China has banned the use of Bitcoin and other cryptocurrencies, and yet their adoption in the PRC continues. Image: NurPhoto

A global chip shortage is hampering the production of machines used for bitcoin mining, a sector dominated by China, driving up the cost of the rigs as demand for the crypto surges. 

Smaller miners are being priced out, which is accelerating the consolidation of the sector because it is only profitable for the bigger players, many of whom operate outside China, Reuters reports.

Bitcoin mining is closely watched by traders and users because the amount of the crypto miners make and sell into the market affects its supply and price.

Trading around $32,000 on Saturday, bitcoin is down 20% from its all-time high near $42,000 two weeks ago but it is still up about 700% from its March low of $3,850.

“There are not enough chips to support the production of mining rigs,” said Alex Ao, vice president of Innosilicon, a chip designer and major provider of mining equipment.

Bitcoin miners use increasingly powerful, specially-designed computer equipment – rigs – to verify bitcoin transactions in a process that creates new bitcoins. 

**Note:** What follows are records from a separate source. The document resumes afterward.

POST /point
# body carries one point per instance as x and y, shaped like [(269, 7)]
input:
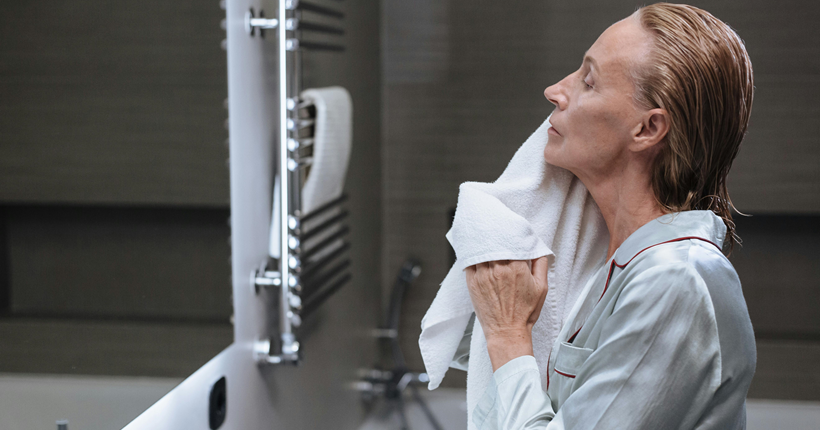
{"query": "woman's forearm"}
[(508, 345)]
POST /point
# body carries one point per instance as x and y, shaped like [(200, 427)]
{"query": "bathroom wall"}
[(464, 84), (114, 205)]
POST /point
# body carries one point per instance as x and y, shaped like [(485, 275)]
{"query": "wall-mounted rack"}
[(311, 264)]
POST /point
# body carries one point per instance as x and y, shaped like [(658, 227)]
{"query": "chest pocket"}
[(570, 358)]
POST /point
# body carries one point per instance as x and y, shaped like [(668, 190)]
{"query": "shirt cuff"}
[(514, 367)]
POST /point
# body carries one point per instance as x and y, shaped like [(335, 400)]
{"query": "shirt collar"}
[(702, 224)]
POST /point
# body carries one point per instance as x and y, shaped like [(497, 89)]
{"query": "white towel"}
[(331, 147), (534, 209), (332, 138)]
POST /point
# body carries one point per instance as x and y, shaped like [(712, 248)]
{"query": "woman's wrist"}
[(508, 345)]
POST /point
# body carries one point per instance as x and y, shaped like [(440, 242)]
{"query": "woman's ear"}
[(651, 131)]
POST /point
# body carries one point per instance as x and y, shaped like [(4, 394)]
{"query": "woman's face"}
[(595, 118)]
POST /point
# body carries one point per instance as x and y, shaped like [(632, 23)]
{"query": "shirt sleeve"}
[(657, 364)]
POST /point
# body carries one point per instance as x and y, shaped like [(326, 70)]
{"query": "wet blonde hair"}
[(700, 73)]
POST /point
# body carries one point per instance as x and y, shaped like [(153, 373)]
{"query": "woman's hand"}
[(507, 296)]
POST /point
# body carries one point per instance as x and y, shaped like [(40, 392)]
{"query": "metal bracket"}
[(262, 23)]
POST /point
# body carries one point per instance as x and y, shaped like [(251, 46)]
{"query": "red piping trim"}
[(621, 266), (661, 243), (548, 369)]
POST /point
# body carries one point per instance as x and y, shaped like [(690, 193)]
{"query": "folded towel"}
[(534, 209), (331, 146), (332, 138)]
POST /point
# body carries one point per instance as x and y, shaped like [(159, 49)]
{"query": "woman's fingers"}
[(539, 269)]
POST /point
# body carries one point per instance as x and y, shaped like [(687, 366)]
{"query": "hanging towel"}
[(534, 209), (331, 148), (332, 137)]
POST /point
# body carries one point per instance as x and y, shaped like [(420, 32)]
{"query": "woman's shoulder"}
[(683, 268)]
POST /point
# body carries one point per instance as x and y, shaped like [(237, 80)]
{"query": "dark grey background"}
[(114, 188)]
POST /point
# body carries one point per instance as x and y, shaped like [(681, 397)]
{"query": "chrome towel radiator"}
[(312, 263)]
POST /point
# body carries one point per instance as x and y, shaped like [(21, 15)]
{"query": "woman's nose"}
[(555, 94)]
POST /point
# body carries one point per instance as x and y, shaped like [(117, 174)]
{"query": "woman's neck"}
[(627, 202)]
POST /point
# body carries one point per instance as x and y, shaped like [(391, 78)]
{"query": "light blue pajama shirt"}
[(660, 339)]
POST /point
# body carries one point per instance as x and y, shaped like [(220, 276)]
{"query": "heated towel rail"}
[(312, 263)]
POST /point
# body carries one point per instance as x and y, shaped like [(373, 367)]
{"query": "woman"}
[(661, 339)]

Taiwan Semiconductor Manufacturing Co and Samsung Electronics Co, the main producers of specially designed chips used in mining rigs, would also prioritize supplies to sectors such as consumer electronics, whose chip demand is seen as more stable, Ao said.

The global chip shortage is disrupting production across a global array of products, including automobiles, laptops and mobile phones, said the Reuters report. 

Mining’s profitability depends on bitcoin’s price, the cost of the electricity used to power the rig, the rig’s efficiency, and how much computing power is needed to mine a bitcoin.